Now, in recovery, I don’t work overnight, I don’t take pills to go to bed, and I sleep like a baby. I don’t live perfectly by any means, but I also don’t have a poisoned conscience keeping me up every night. After living for so many years with so much guilt and shame, it’s a remarkable thing to lay my head down at night with a clean conscience.
Paul boasted in this in today’s passage. In it, he said that because he had conducted himself with integrity, he could claim a clean conscience. Perhaps he made mistakes, but he had sincerely tried to do the right thing, and in doing so, he could live without major regret and shame.

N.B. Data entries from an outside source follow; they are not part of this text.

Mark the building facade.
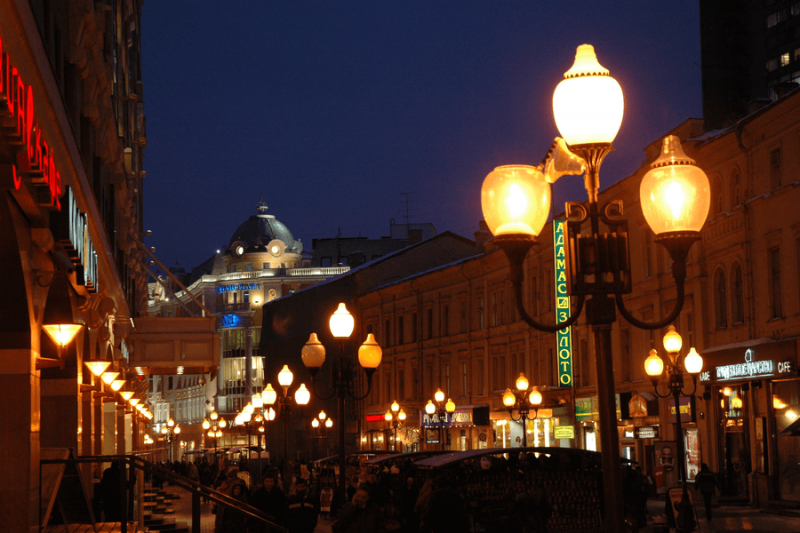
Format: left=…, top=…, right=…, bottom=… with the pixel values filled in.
left=358, top=90, right=800, bottom=507
left=0, top=1, right=148, bottom=530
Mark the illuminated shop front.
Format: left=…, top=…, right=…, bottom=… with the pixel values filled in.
left=422, top=405, right=489, bottom=451
left=700, top=339, right=798, bottom=504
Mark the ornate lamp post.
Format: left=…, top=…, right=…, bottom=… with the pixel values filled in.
left=425, top=389, right=455, bottom=451
left=384, top=401, right=407, bottom=452
left=502, top=373, right=543, bottom=448
left=301, top=302, right=383, bottom=503
left=262, top=365, right=310, bottom=489
left=311, top=411, right=334, bottom=458
left=644, top=325, right=703, bottom=532
left=479, top=44, right=711, bottom=532
left=161, top=418, right=180, bottom=462
left=202, top=411, right=227, bottom=458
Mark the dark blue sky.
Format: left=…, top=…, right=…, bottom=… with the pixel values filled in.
left=142, top=1, right=701, bottom=269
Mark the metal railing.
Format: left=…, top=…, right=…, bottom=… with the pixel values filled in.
left=40, top=452, right=287, bottom=533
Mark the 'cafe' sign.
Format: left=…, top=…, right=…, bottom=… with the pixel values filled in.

When I was early in my recovery, the full consequences of my addictive, destructive behavior began to dawn on me, threatening to overwhelm me with guilt. Those in treatment around me encouraged me to dismiss such feelings – Just forgive yourself. I did ask God to forgive me and I know he did. I found though, that the only path to a truly clean conscience, when it came to my relationships with family and friends, has been to live with integrity. I couldn’t enjoy a clean conscience until I radically changed my behavior.
This doesn’t mean I never fail. It does mean though, that I don’t get to enjoy peace of mind while I’m still indulging in the things that cause me turmoil. If I want a clean conscience, I must, like Paul, abandon the things that cause me shame and guilt, daily embracing integrity and godly sincerity.